Bab 33

6.7K 703 9
                                    

Vote dan komentarnya jangan lupa, terimakasih. Selamat membaca.

Semoga ceritanya nggak ngaco, ya.

Hati-hati, typonya banyak. 😅

***


Naya mengekori Bian masuk kedalam Cafe yang terletak di kawasan puncak Dago. Dia sempat terdiam karena terpukau dengan pemandangan yang disuguhkan.

Naya menyapukan pandangannya ke sekeliling. Bintang-bintang imitasi yang terhampar luas membuatnya seolah berdiri di tengah lautan cahaya.

Senyum dari bibir Naya terus merekah, membuat sepasang mata tanpa sadar terus tertuju padanya tanpa berkedip.

"Mas Bian tahu tempat ini dari mana? Saya yang warga asli Bandung saja, baru tahu ada tempat secantik ini?" tanya Naya tanpa menoleh.

Bibir Bian tersungging tipis."Kamu terlalu banyak bekerja, sampai tempat seterkenal ini dan letaknya tidak jauh dari pusat kota pun tidak tahu?"

"Bagaimana ya, Mas? Kadang, kalau sudah sampai di rumah rasanya malas untuk pergi lagi keluar."Naya memberi alasan.

"Kata Ghani, dulu kamu suka muncak, benar?"

Naya mengerutkan keningnya penuh tanda tanya. Sejak kapan Ghani dekat dengan Bian? hatinya bertanya.

"Iya Mas. Terakhir, tiga tahun lalu ke Pangrango. Setelah itu tidak pernah lagi," ungkap Naya dengan arti yang tersirat cukup dalam.

Bian menyilangkan kedua tangannya di dada. Wajahnya nampak cerah mendengarkan Naya bercerita.

"Kamu suka tempat ini?" tanya Bian.

"Saya suka mereka," tangan Naya terangkat menunjuk cahaya-cahaya di hadapannya."Cantikkan, Ma...s?" perkataan Naya memelan ketika dia menolehkan wajahnya, ternyata Bian sedang menatapnya.

"Lebih dari itu," sahut Bian menguci tatapan mereka.

Naya membuang tatapannya lebih dulu dan menelan salivanya saat suasana berubah menjadi canggung. Sekelebat tatapan Damar tadi pun tiba-tiba terbayang-bayang dalam kepalanya.

"Apa yang Mas Bian ingin bicarakan tadi?" Naya mengingatkan Bian tentang tujuan awal mereka melalui pertanyaanya.

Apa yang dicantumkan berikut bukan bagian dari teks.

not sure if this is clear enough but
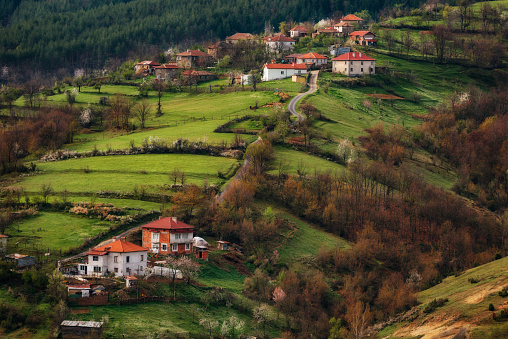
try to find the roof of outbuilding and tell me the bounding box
[290,25,308,32]
[342,14,363,21]
[176,49,210,57]
[299,52,327,59]
[349,31,375,37]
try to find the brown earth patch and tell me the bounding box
[366,93,404,100]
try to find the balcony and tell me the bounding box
[170,238,192,244]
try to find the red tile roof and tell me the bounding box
[290,26,308,32]
[176,50,210,57]
[350,31,375,37]
[342,14,363,21]
[299,52,327,59]
[154,63,180,69]
[136,60,160,66]
[264,63,307,70]
[332,52,375,61]
[334,22,353,27]
[142,217,195,231]
[226,33,254,40]
[285,53,304,58]
[262,35,295,42]
[88,239,147,255]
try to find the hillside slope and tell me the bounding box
[378,257,508,338]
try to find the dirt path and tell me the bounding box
[287,70,319,123]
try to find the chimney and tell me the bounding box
[171,217,177,223]
[271,59,276,64]
[353,52,355,57]
[120,237,126,241]
[359,53,362,57]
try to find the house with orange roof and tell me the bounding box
[141,217,194,255]
[332,52,375,76]
[340,14,364,26]
[78,237,147,277]
[262,34,296,53]
[134,60,161,75]
[349,31,377,46]
[262,62,307,81]
[154,63,181,81]
[333,22,354,35]
[296,52,328,67]
[176,50,212,68]
[226,33,255,44]
[289,25,309,38]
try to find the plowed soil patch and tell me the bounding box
[366,94,404,100]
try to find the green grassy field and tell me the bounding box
[9,212,113,252]
[73,301,263,338]
[197,259,248,293]
[270,145,346,175]
[13,154,240,194]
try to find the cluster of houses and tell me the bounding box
[72,217,228,279]
[133,13,377,84]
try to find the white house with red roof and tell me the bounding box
[296,52,328,67]
[289,26,309,38]
[78,237,147,277]
[262,62,307,81]
[332,52,375,77]
[349,31,377,46]
[262,35,296,53]
[141,217,194,255]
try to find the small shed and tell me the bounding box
[126,275,138,287]
[195,246,209,260]
[61,320,103,339]
[217,241,230,251]
[5,253,35,268]
[67,285,91,298]
[292,75,306,84]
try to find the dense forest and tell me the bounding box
[0,0,427,73]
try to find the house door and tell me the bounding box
[84,266,87,275]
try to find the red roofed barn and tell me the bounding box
[142,217,194,255]
[78,237,147,277]
[332,52,375,77]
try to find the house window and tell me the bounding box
[297,70,301,74]
[172,244,178,252]
[175,234,181,240]
[140,255,144,262]
[185,243,190,251]
[93,266,101,272]
[152,233,159,241]
[114,256,118,263]
[350,61,353,65]
[350,68,353,71]
[114,268,118,273]
[361,61,363,65]
[162,244,167,251]
[281,71,284,75]
[79,265,86,271]
[92,256,98,262]
[344,61,346,65]
[361,68,364,72]
[182,233,188,239]
[126,256,130,263]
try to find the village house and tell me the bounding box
[262,34,296,53]
[78,237,147,277]
[313,27,339,38]
[5,253,35,268]
[182,70,217,84]
[333,22,354,36]
[207,41,233,59]
[141,217,194,255]
[217,240,230,251]
[349,31,377,46]
[340,14,364,26]
[289,25,309,38]
[154,63,181,81]
[262,62,307,81]
[297,52,328,67]
[176,50,212,68]
[332,52,375,77]
[284,53,304,63]
[67,285,91,298]
[0,234,7,255]
[233,74,254,85]
[134,60,161,75]
[225,33,255,44]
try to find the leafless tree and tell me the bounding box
[133,99,152,129]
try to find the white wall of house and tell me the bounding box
[79,251,147,277]
[332,60,375,76]
[262,67,307,81]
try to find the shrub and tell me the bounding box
[423,298,448,314]
[489,304,495,311]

"Memang, tapi tidak disini." Bian menjawab dengan ringan.

"Lalu, untuk apa kita datang kesini?" tuntut Naya meminta penjelasan.

"Maksud saya, disana. Kita bicara di sana saja. Tempatnya lebih bagus. Kamu bisa melihat pemandangan ini lebih dekat." Bian berjalan lebih dulu menuju tempat yang dia sebutkan.

"Kalau Mas Bian bohong, saya pulangs saja, Mas!"Naya mengancam sambil mengikuti langkah lebar Bian.

"Saya tidak pernah berbohong."

Naya mendecih kecil. "Mas Bian berani saya iris kupingnya?"

Bian langsung berhenti sampai Naya berada sejajar dengannya.

"Ternyata, kamu mengerikkan," ucapnya kemudian berjalan lagi.

Naya hanya menganga di tempatnya. Bukankah tidak ada yang salah dengan perkataannya tadi? hatinya berkata.

"Yang mengerikan itu kamu, Mas!" Naya mencibir Bian yang sudah sampai menghilang diantara sekat Cafe.